Likewise, the UK Financial Intelligence Unit’s membership of the Egmont Group of Financial Intelligence Units would be unaffected by Brexit, as would the UK’s membership of the G20 and G7, other bodies that busy themselves with matters related to financial crime and terrorist financing. Similarly, the status of the UK banks that are members of the Wolfsberg Group, an association of thirteen global banks which aims to develop frameworks and guidance for the management of financial crime risks, would also be unaffected by Brexit, since their membership is a function of their size and global importance. Yet most of these structures are focused on policy, not the operational reality of disrupting financial crime, which requires close, cross-border co-operation and information sharing.
As with everything currently discussed within the Brexit debate, the interconnectedness of the UK with other EU member states means that it is simply impossible to walk away from the EU and not continue to feel the impact of its rules and regulations. The recent Schrems case provides a timely reminder that non-EU countries’ data privacy laws must be ‘essentially equivalent’ to EU law if data is to be shared with a country outside the EU. In that case, an Austrian citizen, Maximillian Schrems, argued that – contrary to the view laid out in a 2000 European Commission directive – the US did not comply with the EU’s data protection standards. The European Court of Justice found that, given the 2013 Snowden revelations, the Commission’s directive was now invalid. Given the significant financial links between the UK and the rest of the EU – both for business and for tackling financial crime – it is hard to imagine that the UK would risk breaking critical information-sharing links by turning its back on Brussels-derived data protection regulation, even though this regulation at times frustrates the UK government’s efforts to widen its own data sharing and surveillance powers. So if the UK wants to maintain its information-sharing links it must abide by EU data protection regulation, yet leaving the EU would mean having no say in the development of this regulation.

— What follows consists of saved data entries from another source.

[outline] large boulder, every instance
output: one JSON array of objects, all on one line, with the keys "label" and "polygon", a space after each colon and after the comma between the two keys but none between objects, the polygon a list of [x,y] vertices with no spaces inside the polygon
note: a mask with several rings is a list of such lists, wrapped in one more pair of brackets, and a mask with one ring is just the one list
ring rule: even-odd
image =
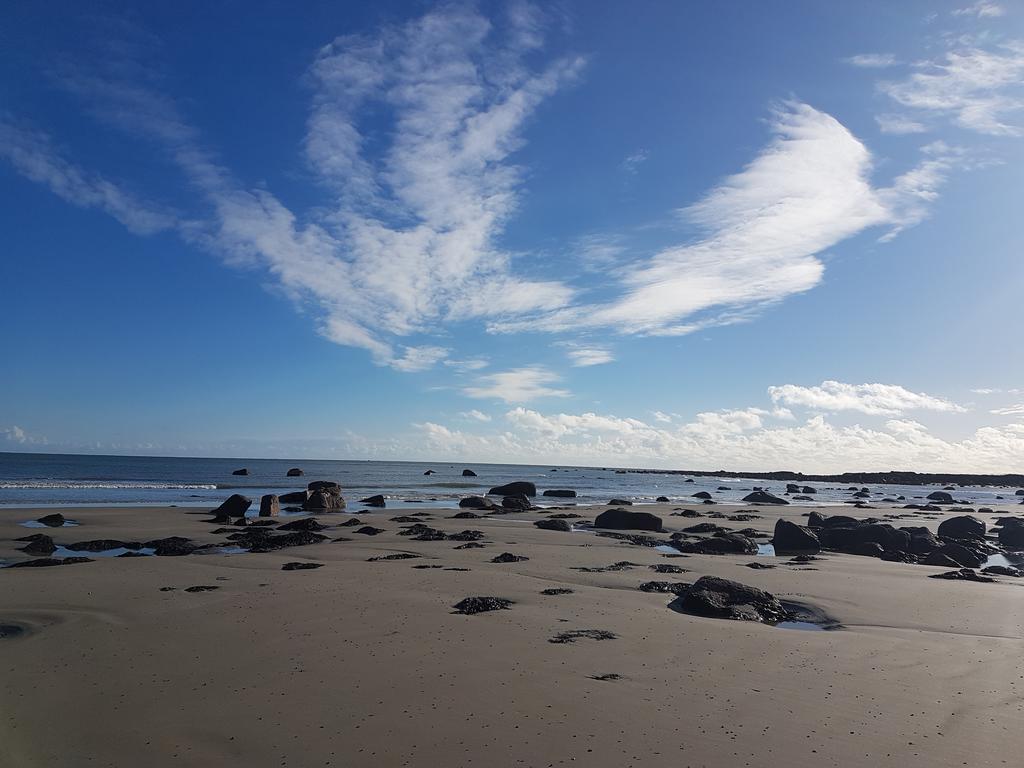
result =
[{"label": "large boulder", "polygon": [[938,563],[936,562],[928,562],[933,555],[936,558],[939,555],[943,555],[958,563],[962,568],[980,568],[987,559],[984,555],[975,552],[973,549],[968,549],[962,544],[943,544],[938,549],[929,553],[928,558],[923,562],[926,565],[937,565]]},{"label": "large boulder", "polygon": [[299,469],[298,467],[292,467],[292,468],[291,468],[291,469],[289,469],[289,470],[288,470],[288,471],[287,471],[287,472],[286,472],[285,474],[286,474],[286,475],[287,475],[288,477],[302,477],[302,476],[303,476],[304,474],[306,474],[306,473],[305,473],[305,472],[303,472],[303,471],[302,471],[301,469]]},{"label": "large boulder", "polygon": [[375,496],[367,496],[365,499],[360,499],[359,503],[365,504],[368,507],[384,507],[387,506],[387,499],[384,498],[383,494],[378,493]]},{"label": "large boulder", "polygon": [[459,499],[459,506],[463,509],[494,509],[498,505],[483,496],[467,496]]},{"label": "large boulder", "polygon": [[513,509],[517,512],[525,512],[532,505],[530,504],[530,499],[528,496],[525,496],[524,494],[521,493],[517,493],[511,496],[502,496],[501,506],[504,509]]},{"label": "large boulder", "polygon": [[661,518],[650,512],[630,512],[627,509],[608,509],[594,520],[595,528],[617,530],[661,531]]},{"label": "large boulder", "polygon": [[929,501],[936,501],[939,504],[953,503],[953,497],[950,496],[945,491],[933,491],[932,493],[929,493],[927,496],[925,496],[925,498],[928,499]]},{"label": "large boulder", "polygon": [[673,608],[699,616],[774,623],[786,618],[786,609],[770,592],[717,576],[702,576]]},{"label": "large boulder", "polygon": [[260,499],[260,517],[277,517],[281,512],[281,500],[272,493]]},{"label": "large boulder", "polygon": [[517,480],[514,483],[496,485],[487,492],[488,496],[536,496],[537,486],[526,480]]},{"label": "large boulder", "polygon": [[810,528],[791,523],[789,520],[775,521],[775,534],[772,538],[775,552],[808,552],[815,554],[821,551],[821,542]]},{"label": "large boulder", "polygon": [[574,499],[576,498],[576,491],[570,491],[566,488],[550,488],[542,494],[543,496],[557,496],[561,499]]},{"label": "large boulder", "polygon": [[464,469],[464,470],[462,470],[462,476],[463,477],[476,477],[476,472],[474,472],[472,469]]},{"label": "large boulder", "polygon": [[710,499],[711,498],[711,494],[708,493],[707,491],[697,491],[695,494],[693,494],[693,498],[695,498],[695,499]]},{"label": "large boulder", "polygon": [[292,491],[283,493],[280,496],[282,504],[305,504],[309,498],[309,491]]},{"label": "large boulder", "polygon": [[897,530],[887,523],[860,522],[850,527],[826,526],[818,529],[818,540],[825,549],[835,549],[849,554],[873,550],[862,547],[863,544],[878,544],[883,550],[901,552],[907,552],[910,548],[910,534]]},{"label": "large boulder", "polygon": [[827,518],[821,512],[811,512],[807,515],[807,527],[808,528],[821,528],[825,525]]},{"label": "large boulder", "polygon": [[927,528],[920,526],[915,528],[901,528],[910,534],[910,549],[915,555],[927,555],[942,546],[942,542],[935,538],[935,534]]},{"label": "large boulder", "polygon": [[307,511],[332,512],[345,508],[341,485],[331,480],[314,480],[306,486],[309,495],[302,508]]},{"label": "large boulder", "polygon": [[57,550],[57,545],[53,543],[53,539],[42,533],[36,533],[32,536],[26,536],[21,541],[27,541],[21,551],[29,555],[52,555]]},{"label": "large boulder", "polygon": [[224,500],[224,503],[213,510],[211,514],[213,515],[214,522],[226,523],[232,518],[244,517],[251,506],[252,499],[240,493],[233,493]]},{"label": "large boulder", "polygon": [[60,512],[54,512],[52,515],[44,515],[36,520],[37,523],[42,523],[47,528],[60,528],[66,521],[67,519]]},{"label": "large boulder", "polygon": [[754,491],[753,493],[748,493],[743,497],[743,500],[749,504],[789,504],[785,499],[773,496],[768,493],[768,491]]},{"label": "large boulder", "polygon": [[984,539],[985,523],[972,515],[951,517],[939,523],[939,536],[946,539]]},{"label": "large boulder", "polygon": [[248,475],[248,474],[249,474],[249,470],[248,470],[248,469],[245,469],[245,468],[242,468],[242,469],[236,469],[236,470],[235,470],[234,472],[232,472],[231,474],[232,474],[232,475]]},{"label": "large boulder", "polygon": [[546,531],[563,531],[569,533],[572,530],[572,526],[568,520],[552,520],[546,518],[544,520],[536,520],[533,523],[538,528],[543,528]]},{"label": "large boulder", "polygon": [[1004,517],[999,528],[999,543],[1010,549],[1024,549],[1024,520]]},{"label": "large boulder", "polygon": [[958,563],[956,560],[951,558],[949,555],[944,554],[944,553],[940,552],[937,549],[932,551],[932,552],[929,552],[919,562],[921,563],[921,565],[938,565],[938,566],[941,566],[942,568],[960,568],[961,567],[960,563]]}]

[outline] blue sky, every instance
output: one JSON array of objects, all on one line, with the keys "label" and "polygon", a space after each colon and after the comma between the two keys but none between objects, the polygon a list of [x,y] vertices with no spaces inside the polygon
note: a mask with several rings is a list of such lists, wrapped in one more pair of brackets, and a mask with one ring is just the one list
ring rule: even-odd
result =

The value of EU membership for fighting crime, particularly cross-border crime, has been well argued: it provides civil judicial co-operation measures; it provides access to EU police and criminal justice tools that ensure effective collective action and also grants access to European criminal records information. In addition to these general crime-related procedures and agreements, EU membership also gives the UK access to specific financial crime-fighting systems such as FIU.net and other initiatives run by Europol.
While some might welcome escaping the clutches of allegedly ‘bizarre’ EU legislation such as the 4th Money Laundering Directive, which advocates greater scrutiny of domestic politicians, the globalised nature of finance and the necessarily cross-border nature of efforts to respond to associated criminality mean that – at a time when the sharing of information to combat financial crime and terrorist financing is an international imperative – any action that reduces the UK’s ability to participate in information-sharing mechanisms and forums would seem counter-intuitive.
For those tasked with tackling financial crime and fulfilling the UK government’s pledge to make the country ‘a more hostile place for those seeking to move, hide or use the proceeds of crime and corruption or to evade sanctions’, Brexit would be a significantly retrograde step.